In this episode, Li discusses:
-How many children love to draw but eventually lose their passion, but she just kept going.
-How and why she started Extra Ordinary Comics.
-Patreon and Kickstarter and how they helped her to release her collections.
-The notion of authority figures that we envision as the gatekeepers that hold us back from doing what we want to do.
-How she still sometimes feels like an imposter who just found herself in this situation.
-How her style has changed over the years and how looking back at the older comics sometimes makes her cringe.
-How she is grateful that, when she was starting out, she was somewhat ignorant to the amount of improvement that she would undergo in the next few years.
-Her process of creating a comic and how long it takes her.
-How she likes to go to a local park in order to get ideas, and how she sometimes has to trick her brain into thinking it is not there to do work.
-The inspiration and knowledge that we can learn from children.
-What it’s like to have Jordan in her corner.

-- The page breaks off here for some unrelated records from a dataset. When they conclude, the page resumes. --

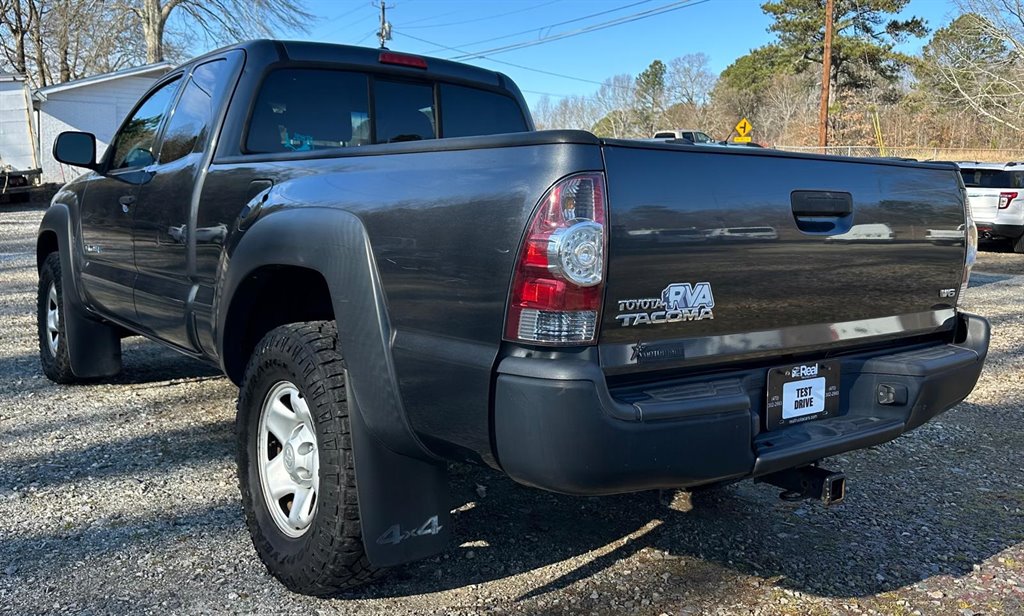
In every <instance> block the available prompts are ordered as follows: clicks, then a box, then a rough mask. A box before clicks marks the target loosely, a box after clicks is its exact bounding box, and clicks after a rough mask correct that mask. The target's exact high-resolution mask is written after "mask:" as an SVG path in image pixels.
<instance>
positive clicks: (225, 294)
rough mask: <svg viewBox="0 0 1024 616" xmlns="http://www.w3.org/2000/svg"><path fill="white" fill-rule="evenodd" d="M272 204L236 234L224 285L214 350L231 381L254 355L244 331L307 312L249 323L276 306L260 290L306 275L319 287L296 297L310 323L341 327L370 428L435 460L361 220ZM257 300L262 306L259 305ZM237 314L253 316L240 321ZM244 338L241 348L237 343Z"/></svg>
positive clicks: (410, 455)
mask: <svg viewBox="0 0 1024 616" xmlns="http://www.w3.org/2000/svg"><path fill="white" fill-rule="evenodd" d="M267 210H269V211H265V213H264V215H263V216H261V217H260V219H259V220H257V222H256V223H254V224H253V225H252V227H250V228H249V229H247V230H246V231H245V232H244V233H242V235H241V236H240V238H239V239H238V240H237V244H236V245H234V247H233V250H232V251H231V253H230V257H229V260H228V261H227V270H226V272H225V275H223V276H222V277H221V283H220V285H219V288H218V292H217V299H216V306H217V308H216V310H217V350H218V352H219V355H220V358H221V363H222V367H223V368H224V371H225V372H226V373H227V375H228V376H229V377H230V378H231V379H232V381H236V382H241V380H242V373H243V371H244V369H245V365H246V364H247V363H248V361H249V357H248V355H247V354H246V351H245V349H246V348H248V345H249V344H250V343H251V344H253V348H255V344H257V343H258V342H259V341H258V340H256V341H251V340H249V341H247V340H246V339H245V338H244V335H245V332H247V331H248V332H258V331H260V328H261V327H263V326H266V325H267V324H269V323H273V322H275V321H279V320H281V319H283V318H286V316H285V315H287V314H302V313H303V310H302V309H297V308H296V307H294V306H290V307H289V308H288V309H287V310H288V311H287V312H286V313H285V314H271V315H263V316H262V317H259V318H262V319H264V320H263V321H260V322H262V325H260V326H256V327H255V328H251V327H250V325H248V324H244V323H245V322H246V321H248V320H249V318H248V317H250V316H255V315H258V314H259V313H260V312H261V311H262V310H263V308H264V307H265V306H266V305H269V306H271V307H272V306H273V305H274V304H275V302H271V301H269V300H265V298H266V297H267V296H265V295H261V294H260V293H258V292H259V291H260V290H263V291H267V290H269V291H271V292H273V291H275V290H278V291H280V290H281V289H283V287H281V285H280V284H286V285H293V281H292V279H290V278H289V277H288V276H289V275H290V274H295V275H297V276H300V277H301V279H303V280H306V281H307V282H308V283H309V284H310V285H311V287H312V289H313V291H312V292H311V293H310V294H308V295H304V294H301V293H300V294H299V296H298V297H299V298H300V299H307V300H308V301H310V302H311V303H312V304H314V305H315V306H316V307H315V309H310V314H311V315H312V318H305V320H321V319H324V318H333V319H334V320H335V321H336V323H337V329H338V339H339V342H340V343H341V347H342V349H343V351H344V354H345V359H346V364H347V369H348V373H349V382H350V384H351V386H352V391H350V392H349V395H350V396H353V395H354V396H355V397H356V398H357V399H358V409H359V412H360V414H361V415H362V419H364V421H365V423H366V425H367V428H368V430H369V432H370V433H371V434H372V435H373V436H374V437H376V438H377V439H378V440H379V441H380V442H381V443H383V444H385V445H386V446H387V447H388V448H389V449H391V450H393V451H395V452H396V453H400V454H402V455H407V456H411V457H416V458H420V459H429V460H435V459H437V457H436V455H435V454H434V453H433V452H431V451H430V450H429V449H428V448H427V447H426V446H425V445H424V444H423V443H422V442H421V441H420V439H419V437H418V436H417V435H416V433H415V431H414V430H413V428H412V425H411V424H410V423H409V420H408V416H407V415H406V411H404V406H403V404H402V401H401V396H400V393H399V389H398V380H397V376H396V375H395V367H394V362H393V359H392V356H391V339H392V329H391V324H390V320H389V318H388V311H387V304H386V301H385V296H384V292H383V289H382V285H381V281H380V277H379V275H378V270H377V264H376V262H375V259H374V256H373V252H372V251H371V243H370V237H369V235H368V234H367V230H366V228H365V226H364V225H362V222H361V220H359V218H358V217H356V216H355V215H354V214H352V213H350V212H347V211H344V210H340V209H337V208H331V207H321V206H295V207H283V208H280V209H278V208H273V209H269V208H268V209H267ZM286 288H287V287H286ZM325 291H326V292H327V293H328V294H329V296H330V297H329V299H330V316H326V315H327V314H328V312H327V306H326V305H325V304H324V303H323V300H324V295H323V294H324V292H325ZM286 301H287V298H286ZM293 303H295V302H293ZM257 305H261V306H260V308H257V309H254V306H257ZM271 310H272V308H271ZM240 318H245V319H246V320H245V321H238V319H240ZM288 318H291V317H288ZM285 322H288V321H285ZM285 322H276V323H275V324H274V325H273V326H276V325H280V324H285ZM292 322H294V321H292ZM267 331H268V329H267ZM240 335H241V336H243V337H242V338H239V337H240ZM253 336H254V334H253ZM239 341H244V344H242V345H241V346H239ZM250 353H251V350H250Z"/></svg>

-Her initial hesitancy to start a Patreon campaign and what it has been like for her since starting it.
Quotes:
“I always thought that I’d have to wait until someone with authority would contact me about it.”
“It was a really amazing and challenging year of my life, going from never doing anything like that before to having published two books and then actually going to a library and seeing them.”
“The idea of just quitting my day job without knowing what’s coming next was very scary.”
“I think the thing that has always held me back is my mindset about the so-called “authority figures” or people that can tell me that I can do the thing that I want to do.”
“When I look at my old comics it makes me cringe.”
“If I knew then how bad I think it would be now, I don’t think that I would have continued. I definitely had a very nice force-field of stupid protecting me.”
“For my whole career, I definitely want to look back at my work and cringe, because it can only mean that I am progressing.”